- Nickname: Queen of jroud
- Aaqoura Location in Lebanon
- Coordinates: 34°7′11″N 35°54′12″E﻿ / ﻿34.11972°N 35.90333°E
- Country: Lebanon
- Governorate: Keserwan-Jbeil
- District: Jbeil

Area
- • Total: 140 km^{2} (54 sq mi)
- Elevation: 1,450 m (4,760 ft)

= Aqoura =

Aaqoura (عاقورا او عاقورة, also spelled "Akoura") is a mountainous village in the Byblos District of Keserwan-Jbeil Governorate, Lebanon, 68 kilometers north of Beirut. Aaqoura has an average elevation of 1,600 meters above sea level (between 1000 and 2189 m) and a total land area of around 140 square kilometers and it has 14 villages around its borders.
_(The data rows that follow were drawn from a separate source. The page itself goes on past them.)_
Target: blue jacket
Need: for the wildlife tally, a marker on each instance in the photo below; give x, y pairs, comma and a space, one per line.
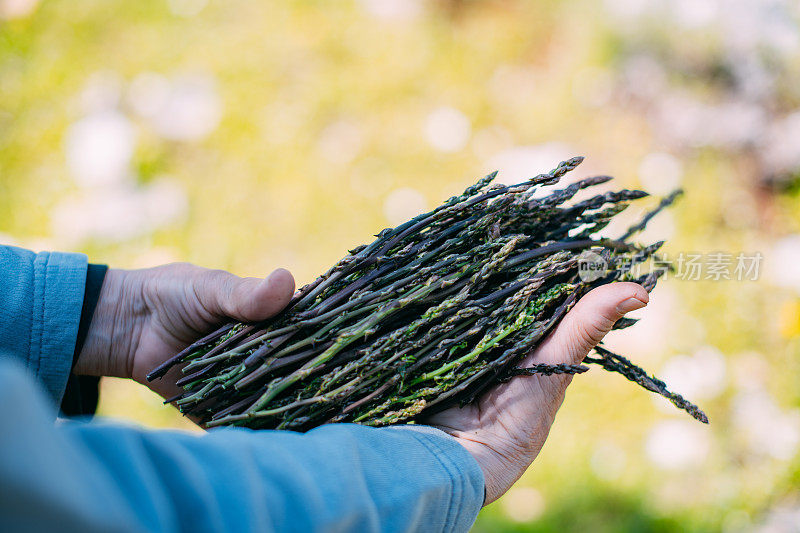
79, 476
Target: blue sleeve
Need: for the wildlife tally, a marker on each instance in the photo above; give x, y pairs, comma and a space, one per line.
340, 477
40, 308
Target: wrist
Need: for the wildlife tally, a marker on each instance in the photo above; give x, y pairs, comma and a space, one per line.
110, 340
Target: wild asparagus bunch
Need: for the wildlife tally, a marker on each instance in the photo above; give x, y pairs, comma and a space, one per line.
429, 315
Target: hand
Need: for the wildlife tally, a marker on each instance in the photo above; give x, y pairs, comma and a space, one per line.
143, 317
506, 428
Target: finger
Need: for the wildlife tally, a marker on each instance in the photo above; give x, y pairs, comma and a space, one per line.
253, 299
589, 321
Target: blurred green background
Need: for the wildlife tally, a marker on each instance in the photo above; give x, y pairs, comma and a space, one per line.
251, 135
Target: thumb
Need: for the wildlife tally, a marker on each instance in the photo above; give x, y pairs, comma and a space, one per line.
253, 299
588, 322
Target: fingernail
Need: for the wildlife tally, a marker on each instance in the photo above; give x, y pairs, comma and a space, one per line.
631, 304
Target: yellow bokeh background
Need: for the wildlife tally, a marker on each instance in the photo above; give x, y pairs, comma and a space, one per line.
254, 135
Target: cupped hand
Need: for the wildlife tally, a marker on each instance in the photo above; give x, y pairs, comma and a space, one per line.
143, 317
507, 427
It is the largest town by land size in Mount Lebanon and the second largest in Lebanon.
By voting power, it is the third largest town in the Jbeil District after the city of Jbeil Byblos and Qartaba.

==Demographics==

===Religion===

As of 2022, the religious make-up of the town's 4,152 registered voters were roughly 92.3% Maronite Catholics, 3.1% Greek Orthodox, 2.4% Greek Catholic, 0.8% Christian Minorities, and 1.4% others.